"Your mom is so beautiful." Friends, teachers, and strangers often said this to me when I was growing up. The other thing that people often said to me was, "You look like your father." No one said Dad was beautiful. Though no one else put these thoughts about my parents together for me, and though I'm no mathematician, I can use the transitive property as well as the next geek. For those of you less advanced in mathematics, I can put two and two together: I heard these people say, "You don't look so much like your beautiful mom."
Mom and I are not alike in other ways, too. I can look right at something that I am looking for--maybe my keys or an earring--and not see it. Mom can go into a room to look for something I've lost and say, "I feel it's here somewhere." She'll pick up a sweater and a shoe and presto: my keys. She's psychic. Unlike Mom, I love to travel, to visit new places with new people. The more different a place is than places I already know, the more I like it. My mom, on the other hand, likes to stay home, or if she's travelling she wants to go home. (My dad calls her E.T.)
There are lots more differences: Mom's either been going on or off a diet for as long as I've known her; and I assiduously avoid knowing the calories in anything. Mom rolls her hair in curlers and sits under one of those old school hair dryers that look something like a moon suit, and I leave the house with wet hair every morning; Mom has the soprano voice of a songbird, but I sound more like a jay bird when I sing.

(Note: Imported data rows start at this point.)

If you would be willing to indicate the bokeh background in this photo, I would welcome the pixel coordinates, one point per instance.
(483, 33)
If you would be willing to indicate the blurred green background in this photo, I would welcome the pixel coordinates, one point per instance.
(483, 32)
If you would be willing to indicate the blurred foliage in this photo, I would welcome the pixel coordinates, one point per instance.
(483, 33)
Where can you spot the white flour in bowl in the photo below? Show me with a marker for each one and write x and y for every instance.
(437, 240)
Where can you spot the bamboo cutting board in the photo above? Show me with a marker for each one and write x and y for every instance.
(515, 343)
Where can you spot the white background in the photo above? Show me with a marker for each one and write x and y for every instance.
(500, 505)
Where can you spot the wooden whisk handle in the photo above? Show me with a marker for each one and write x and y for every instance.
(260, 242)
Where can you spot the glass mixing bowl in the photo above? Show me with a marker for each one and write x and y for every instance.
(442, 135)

I have always wanted to be more like my mother, and in some ways I've succeeded. Mom's nickname is Sweets, a nickname that she doesn't like because she thinks it's insincere. Really, though, she has a sweet disposition. People say I'm sweet, too. Ann calls me "Sweet Mary." This compliment from Ann and others mystifies me, but perhaps there's something to it. I like the idea that Mom and I are both sweet: not saccharine and not sugary--just sweet.
Like Mom, I fight gender roles and stereotypes even while I live with them--and sometimes I take advantage of them. We were both raised in the Southern belle tradition, and we learned our role well. If I need something heavy moved, for example, I become an instant damsel in distress, and a big strong man moves it for me. I'm not consciously manipulative; the role just comes to me naturally in the way that your adrenaline might surge when a tiger runs at you. I think people want to lift heavy things for Mom just to see her smile.

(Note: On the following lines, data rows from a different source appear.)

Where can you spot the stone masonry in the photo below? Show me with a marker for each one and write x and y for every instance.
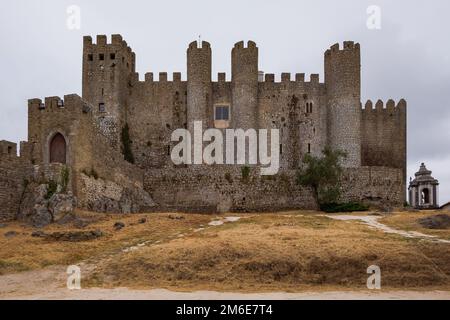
(88, 133)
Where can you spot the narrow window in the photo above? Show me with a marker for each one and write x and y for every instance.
(222, 113)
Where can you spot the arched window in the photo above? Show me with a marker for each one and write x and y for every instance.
(58, 149)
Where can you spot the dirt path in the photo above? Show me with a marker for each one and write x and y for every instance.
(372, 222)
(50, 284)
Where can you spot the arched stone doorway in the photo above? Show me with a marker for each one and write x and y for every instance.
(58, 149)
(425, 196)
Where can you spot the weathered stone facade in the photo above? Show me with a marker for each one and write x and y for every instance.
(87, 134)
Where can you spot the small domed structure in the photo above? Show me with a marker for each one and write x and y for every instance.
(424, 190)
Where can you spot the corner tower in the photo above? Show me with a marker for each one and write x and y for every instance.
(107, 71)
(244, 70)
(343, 84)
(199, 87)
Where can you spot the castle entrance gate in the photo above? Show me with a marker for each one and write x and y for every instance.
(58, 149)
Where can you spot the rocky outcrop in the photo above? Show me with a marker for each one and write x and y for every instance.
(76, 236)
(40, 206)
(107, 196)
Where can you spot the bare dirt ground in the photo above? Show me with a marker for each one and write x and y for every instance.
(293, 255)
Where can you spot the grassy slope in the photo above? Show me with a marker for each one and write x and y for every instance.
(273, 252)
(288, 252)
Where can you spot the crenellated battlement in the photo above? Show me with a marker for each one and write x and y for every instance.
(199, 45)
(241, 45)
(287, 77)
(347, 46)
(389, 107)
(54, 103)
(102, 41)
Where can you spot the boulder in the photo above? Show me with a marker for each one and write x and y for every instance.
(70, 236)
(142, 220)
(11, 234)
(41, 216)
(119, 225)
(61, 205)
(439, 221)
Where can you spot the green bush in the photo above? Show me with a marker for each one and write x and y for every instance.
(343, 207)
(92, 173)
(51, 189)
(65, 175)
(228, 177)
(245, 171)
(126, 144)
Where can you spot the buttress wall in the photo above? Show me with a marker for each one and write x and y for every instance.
(383, 135)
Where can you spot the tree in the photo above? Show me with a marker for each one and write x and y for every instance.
(323, 175)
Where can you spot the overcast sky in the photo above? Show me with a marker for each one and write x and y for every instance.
(409, 57)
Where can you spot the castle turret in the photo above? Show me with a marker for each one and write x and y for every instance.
(199, 87)
(244, 69)
(343, 84)
(107, 71)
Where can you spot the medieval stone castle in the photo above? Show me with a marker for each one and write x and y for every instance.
(115, 140)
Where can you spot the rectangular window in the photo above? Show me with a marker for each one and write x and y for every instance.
(222, 113)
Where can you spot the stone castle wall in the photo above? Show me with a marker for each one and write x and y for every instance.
(14, 174)
(309, 114)
(223, 189)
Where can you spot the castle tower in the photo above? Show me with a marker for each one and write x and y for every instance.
(244, 70)
(107, 71)
(424, 190)
(343, 84)
(199, 87)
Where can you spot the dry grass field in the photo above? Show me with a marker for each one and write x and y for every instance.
(290, 252)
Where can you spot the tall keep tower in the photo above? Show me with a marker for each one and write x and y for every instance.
(199, 87)
(107, 71)
(244, 69)
(343, 83)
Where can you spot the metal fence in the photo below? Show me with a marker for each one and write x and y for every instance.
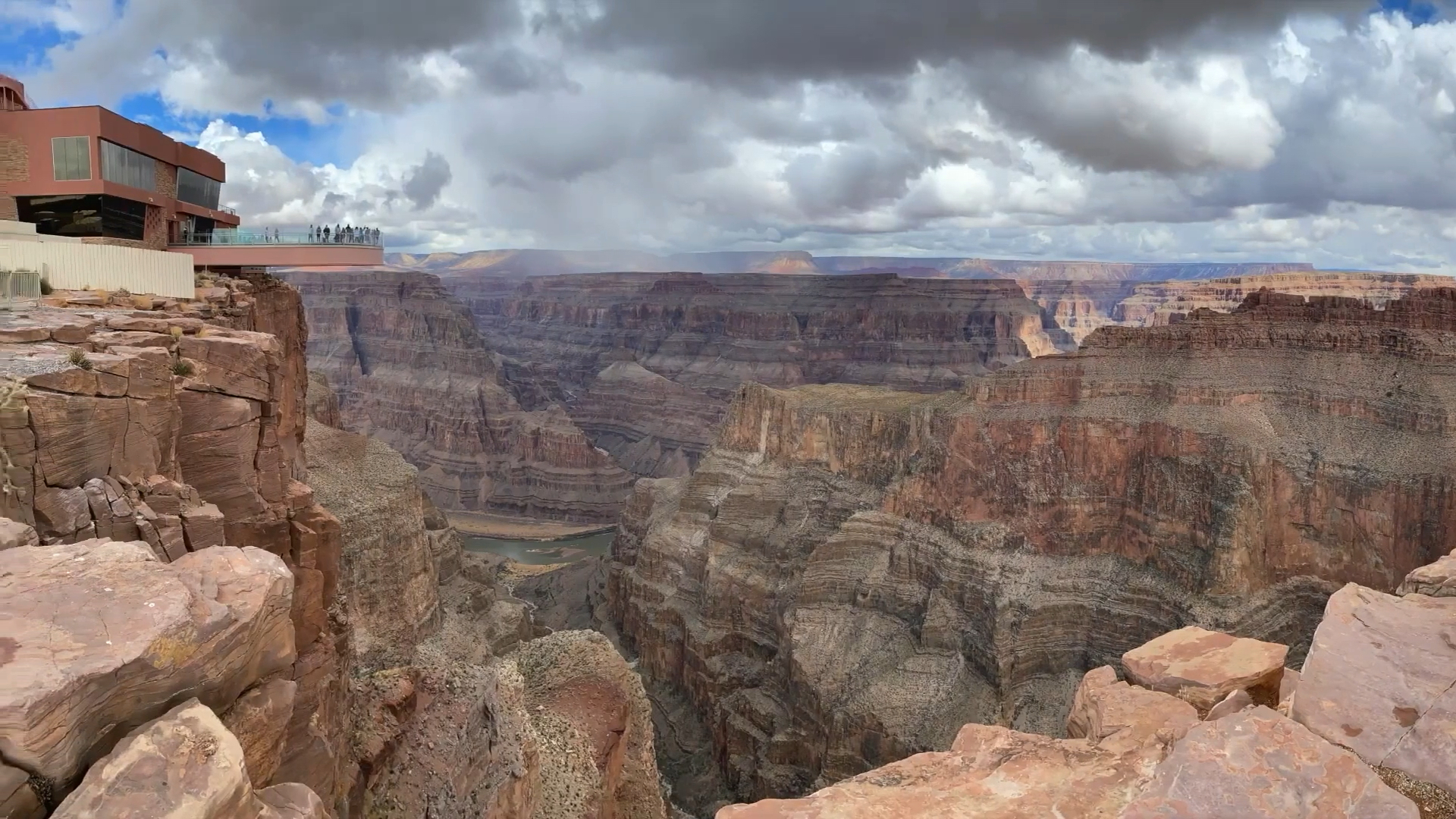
(363, 237)
(19, 287)
(85, 267)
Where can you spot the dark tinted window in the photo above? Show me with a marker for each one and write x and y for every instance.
(199, 190)
(123, 219)
(89, 215)
(63, 216)
(126, 167)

Like Mom, I like to think of myself as assertive, not aggressive. Mom took an assertiveness training class back in the days when she and Dad were more newly wed. (Dad says his life changed on the day she signed up for that class). I got my assertiveness training growing up. I have needed no course. I have my sister to teach me.
Mom has influenced me, and perhaps I have influenced her, too. She was just 23 when I was born, so she learned to become a mom just as I learned to be a me. Like Mom, I am getting older, but she is even older than I am. Today, she is especially old. Tomorrow is her birthday, and even in our advancing age, I watch her and strive to emulate such grace.